Intelligence Intensification/Information Sifting

Intelligence Intensification
Introduction | Information Sifting | Information grasping
Information Evaluation | Information Invention | Information Utilization

Working in the IT field I come across an unimaginable amount of data on a regular basis in just dealing with day-to-day issues. Any task is like that these days - and especially to someone who knows nothing of the task until it's presented.

The main thing to remember here is organization. The method you use to organize the data is not important - only that you stick to it for the most part. If something doesn't fit then you either change the item you're having a problem with...or you change your system of organization.
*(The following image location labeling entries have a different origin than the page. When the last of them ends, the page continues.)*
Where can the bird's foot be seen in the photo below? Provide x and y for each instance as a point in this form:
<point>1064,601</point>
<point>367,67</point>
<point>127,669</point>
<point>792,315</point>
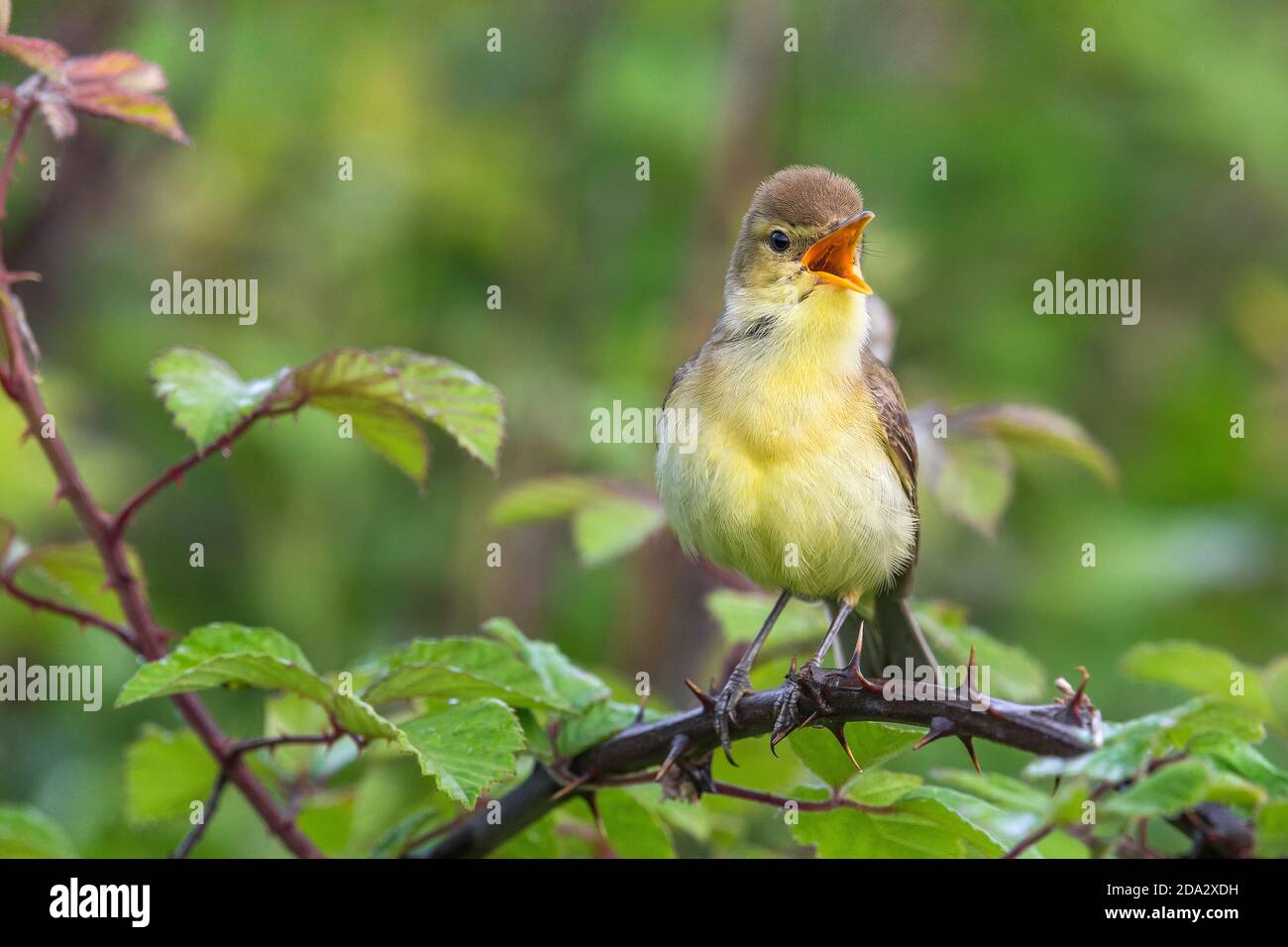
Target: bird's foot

Ever watch a flock of birds? One thing you'll notice is that if you try to focus on all the birds at once you'll most likely get confused. If you focus on, say, one bird out of the flock, then you've mentally organized that one bird out of the flock. Guess what...if you keep adding birds out of the flock until you've looked at them all then you've organized the flock in your mind. Information in the day-to-day world is no different.

Breaking down information into chunks you can deal with is absolutely vital to understanding and remembering. After all, without training you couldn't recall a whole book from memory, right? But you could recall important parts of it. Eventually, if you keep adding to those parts then you would at some point recall the entire book. In another context, this techique has been known for roughly two millenia. Remember the Latin phrase divide et impera (divide and rule)?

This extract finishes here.